What are the benefits of playing netball?
Published January 2020 | 3 min read
Expert contributor Alanna Antcliff, head physiotherapist, the Diamonds
Words by Carmel Sparke
The health benefits of netball include fitness and bone strength, but the social and wellbeing benefits are also significant. Here’s why you should try playing netball.
Netball was once a chilly, early Saturday morning affair, with not a bloke in sight. These days box pleats have been replaced by Lycra, and the latest stats show one in 10 netballers is male. You can play in mixed teams, at night, indoors, in social games, corporate events and club competitions. New formats like the intense five-a-side version or the more moderately paced Walking Netball have also taken off.
If you’re looking for a fun way to build fitness while you socialise, netball could be your game.
“Netball’s a great sport to take up or continue to play, as it offers a broad range of health benefits,” says Alanna Antcliff, head physiotherapist for Australia’s national team, the Diamonds. “It works on fitness, endurance and strength. You’re also forming new friendships, building confidence, and sharpening attention.”

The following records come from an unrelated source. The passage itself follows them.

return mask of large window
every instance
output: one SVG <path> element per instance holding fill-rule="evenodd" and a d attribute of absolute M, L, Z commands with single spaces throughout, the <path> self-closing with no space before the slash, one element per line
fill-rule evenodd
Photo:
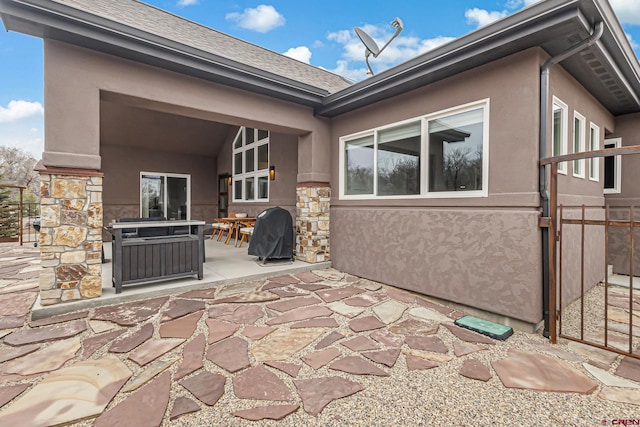
<path fill-rule="evenodd" d="M 241 127 L 233 141 L 234 202 L 269 201 L 269 131 Z"/>
<path fill-rule="evenodd" d="M 604 148 L 620 148 L 622 138 L 612 138 L 604 141 Z M 620 156 L 604 158 L 604 192 L 620 192 Z"/>
<path fill-rule="evenodd" d="M 553 156 L 567 154 L 567 104 L 553 97 L 553 122 L 552 122 L 552 152 Z M 567 173 L 567 162 L 558 163 L 558 172 Z"/>
<path fill-rule="evenodd" d="M 589 151 L 600 149 L 600 128 L 591 123 L 589 125 Z M 600 179 L 600 159 L 589 159 L 589 179 L 598 181 Z"/>
<path fill-rule="evenodd" d="M 578 112 L 573 113 L 573 152 L 582 153 L 585 146 L 585 119 Z M 573 176 L 584 178 L 584 160 L 573 161 Z"/>
<path fill-rule="evenodd" d="M 487 195 L 489 101 L 341 138 L 341 198 Z"/>
<path fill-rule="evenodd" d="M 140 216 L 191 219 L 191 176 L 140 172 Z"/>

HCF is a proud partner of Netball Australia, supporting more than one million players across the country, from grassroots to elite levels. We meet top netballers and Aussies across the country who love the game at our HCF Netball Hub.
What are the benefits of netball?
Most would be familiar with the fast-paced passing game, which has seven team members on court, playing four quarters of 15 minutes each, in positions such as goal attack, centre and goal defence.
“Physically there are benefits to musculoskeletal health, bone density, cardio fitness, balance and coordination – not to mention cognitive stimulation and teamwork,” Alanna explains.
Netball is a cardio workout
Elite players cover between 2.3 and 6km over the course of a game, depending on their position, Alanna says. Weekend warriors may not be in that league, but these stats show netball is an aerobic workout.
“That’s equivalent to travelling about one to two lengths of the netball court every minute for 60 minutes, which is an excellent platform for fitness and endurance,” she says.
Agility through skills
Netball involves lots of jumping, landing, changing of direction and footwork, along with executing precise skills, which helps with strength and agility, says Alanna.
All that jumping, stopping and landing not only builds muscle but makes bones stronger, too. In fact, Osteoporosis Australia ranks netball as one of the best activities for increasing bone density. Alanna also points to a study showing bone density in women aged 42 to 50 was greater among those who played netball than those who swam instead.
Team sport benefits
Being a team sport, there are added positive social elements involved in taking part, along with the physical upsides of exercise. “There’s a strong association between team-sport participation such as netball, and life satisfaction and psychosocial health,” says Alanna.
A 2013 Australian study showed playing in team sports such as netball is linked with better health outcomes compared to individual exercise, due to the social nature of the activity.
How to join a netball club
A good starting point is to call your local netball club or association, which can point you in the direction of a club-based team or let you know about the various competitions in your area.
Netball Australia has links to associations in all states and territories.
Want even faster paced netball? Check out the Fast5 Netball comps taking off – these are particular popular with men. Or if a joint-friendly version appeals, look into Walking Netball for over 55s. Find details about all these comps and other aspects of the game at Netball Australia’s Play Netball website.
You can also become involved in the sport from the sidelines as a coach, manager or administrator; Netball Australia has information on the steps to take. So for a fun way to boost stamina, strength, physical confidence and friendships, consider donning the bib – no pleated skirts required.